BLOG!.jpg
Slide background

In Bad Odour?

conservation-icon.gif
14Feb
(4 comments)

It’s that time of the year again when, walking through the coastal bush or forests, one’s nostrils are assailed by a sweetish, fetid waft that results in most visitors inspecting the soles of their shoes. Those of us that live here are of course aware that it emanates from the milkwoods and that the stench is to pollinators an attractive indication that the greenish yellow milkwood flowers are worth visiting.

While the smell may be unpleasant to humans, it also serves as a warning: milkwoods in blossom are often infested by slug caterpillars. These spiny green creatures with apparently no legs and a pale blue stripe running down their backs have spines that cause inflammation and irritation, and doctors are kept busy at this time of year treating children who have encountered these creatures while playing in the trees. Fortunately the infestation is of short duration.

In inland forests, such as those to be found on Kariega Park, the white milkwood*  grows on occasion to a height of 16 metres, but beside the sea, flattened by the wind, it hardly reaches knee-height. To those unfamiliar with the plant it seems barely possible that the bush that one can step over on one’s way to the beach, is the same as the tree under whose shade one rests on a hot summer’s day on the fringes of the forest.

The genus name of the milkwood – Sideroxylon – is derived from the Greek words sideros = iron and xylon = wood, thus ‘ironwood’, and the timber, which has a mass of more than a tonne per cubic metre, is hard and in the past was extensively used, particularly for boats, bridges, water-mills and jetties, for it is durable even in damp conditions. Particularly in the Western Cape white milkwoods became scarce, and they are now strictly protected wherever they occur, mainly in the south-eastern coastal areas.

Three milkwood trees are under special protection as a result of their connection with historical events:

  • In Woodstock, Cape Town the ‘Treaty Tree’ stands where in 1806, after the Battle of Blaauwberg, the Cape was formally handed over by the Dutch defenders to the British. 
  • At Mossel Bay in 1500 Portuguese sailors tied a shoe containing a letter to a milkwood, becoming possibly the first tree to be mentioned in South African history. The letter described the adventures of Cobral’s expedition and the drowning at sea of the famous explorer, Bartholomew Dias. It was discovered a year later on 7 July 1501 by Commander Joao da Nova, to whom it was addressed. This ‘Post Office Tree’ is, after at least 500 years, still standing. 
  • The third of these trees, the ‘Fingo Tree’, is near Peddie in the Eastern Cape. Here in 1835, at the village of umGwashu – the Xhosa name for the white milkwood - the mFengu (Fingo) people, having been attacked by the forces of Chief Hintza, and led to safety by British troops, pledged their loyalty to God and to the British throne.

Although not a ‘monument’ nor specially protected, there is beside the road from Middledrift to Breakfast Vlei in the Eastern Cape, a milkwood where in times of drought hundreds gathered to pray for rain; its regular use being an indication of its apparent efficacy.

Quite apart from it use as a source of timber, as a gathering place or even an improvised post office, milkwoods have other uses. An infusion of the bark is said to be a sure cure for nightmares, and the powdered roots are used together with plant oil to rub on fractured limbs to hasten healing.
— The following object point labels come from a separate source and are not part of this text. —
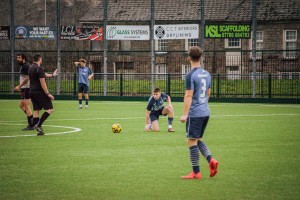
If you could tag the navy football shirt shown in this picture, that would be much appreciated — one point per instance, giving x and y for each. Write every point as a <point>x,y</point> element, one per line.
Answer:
<point>199,80</point>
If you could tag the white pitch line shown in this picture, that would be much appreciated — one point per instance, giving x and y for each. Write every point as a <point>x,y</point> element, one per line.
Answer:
<point>133,118</point>
<point>31,135</point>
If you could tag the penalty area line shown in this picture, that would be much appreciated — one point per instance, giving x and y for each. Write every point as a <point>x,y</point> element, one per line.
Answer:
<point>74,129</point>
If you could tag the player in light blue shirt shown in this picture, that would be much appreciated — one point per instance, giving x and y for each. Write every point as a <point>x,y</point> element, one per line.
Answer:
<point>196,113</point>
<point>85,74</point>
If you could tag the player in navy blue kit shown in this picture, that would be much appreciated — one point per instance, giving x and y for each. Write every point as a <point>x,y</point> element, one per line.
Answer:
<point>85,74</point>
<point>39,93</point>
<point>156,108</point>
<point>196,114</point>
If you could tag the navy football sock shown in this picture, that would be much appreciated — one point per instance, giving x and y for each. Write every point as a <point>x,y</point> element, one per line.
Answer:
<point>170,120</point>
<point>204,150</point>
<point>43,118</point>
<point>194,155</point>
<point>30,120</point>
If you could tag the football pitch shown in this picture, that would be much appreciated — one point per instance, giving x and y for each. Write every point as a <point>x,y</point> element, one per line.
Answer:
<point>257,146</point>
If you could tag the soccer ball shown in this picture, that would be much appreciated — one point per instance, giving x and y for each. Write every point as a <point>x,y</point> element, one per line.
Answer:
<point>116,128</point>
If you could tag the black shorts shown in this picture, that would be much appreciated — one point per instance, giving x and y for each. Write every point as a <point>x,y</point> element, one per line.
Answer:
<point>40,100</point>
<point>195,127</point>
<point>83,88</point>
<point>25,93</point>
<point>154,115</point>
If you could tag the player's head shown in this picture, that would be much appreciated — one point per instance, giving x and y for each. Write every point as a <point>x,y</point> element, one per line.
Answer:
<point>37,58</point>
<point>156,93</point>
<point>82,62</point>
<point>195,54</point>
<point>21,58</point>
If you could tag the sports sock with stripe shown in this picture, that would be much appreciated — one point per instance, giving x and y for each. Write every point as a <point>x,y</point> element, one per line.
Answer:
<point>204,150</point>
<point>194,156</point>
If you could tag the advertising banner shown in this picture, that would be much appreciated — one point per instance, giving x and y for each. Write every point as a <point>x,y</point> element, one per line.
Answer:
<point>119,32</point>
<point>176,31</point>
<point>4,32</point>
<point>81,33</point>
<point>238,31</point>
<point>35,32</point>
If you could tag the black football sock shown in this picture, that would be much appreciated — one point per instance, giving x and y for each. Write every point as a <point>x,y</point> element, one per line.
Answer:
<point>204,150</point>
<point>29,120</point>
<point>43,118</point>
<point>35,120</point>
<point>170,120</point>
<point>194,155</point>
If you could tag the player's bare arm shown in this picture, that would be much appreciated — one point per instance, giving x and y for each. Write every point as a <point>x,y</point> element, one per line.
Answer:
<point>169,102</point>
<point>46,91</point>
<point>25,80</point>
<point>187,104</point>
<point>54,74</point>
Recently we came across a use that was new to us. We found some of the local children gathering the shiny black berries. Now these berries are relished by birds and bushpigs, but they are a little too astringent for most people, so we were intrigued as to what they intended doing with them. “We chew them,” they answered, “they’re just like chewing-gum”. A little research at home proved the children to be quite right. The milkwood belongs to the Sapotaceae family of plants. Another member of the family, but hailing from Central America, is the Manikara chicle. It too, like other members of the family, has shiny green leaves and milky, white sap. The sap, known as chicle, was brought to New York in the 1860s for possible use as a rubber substitute, but was found to be unsuitable. In 1870 Thomas Adams was the first to consider the possibility of using flavoured chicle as a substitute for the spruce gum then chewed in the States. Our children – or perhaps their ancestors - made the discovery quite independently.

So here in the Eastern Cape we happily put up with the strange smell – and the spiny slug caterpillars – knowing of the benefits associated with the tree.

*White milkwood – Sideroxylon inerme.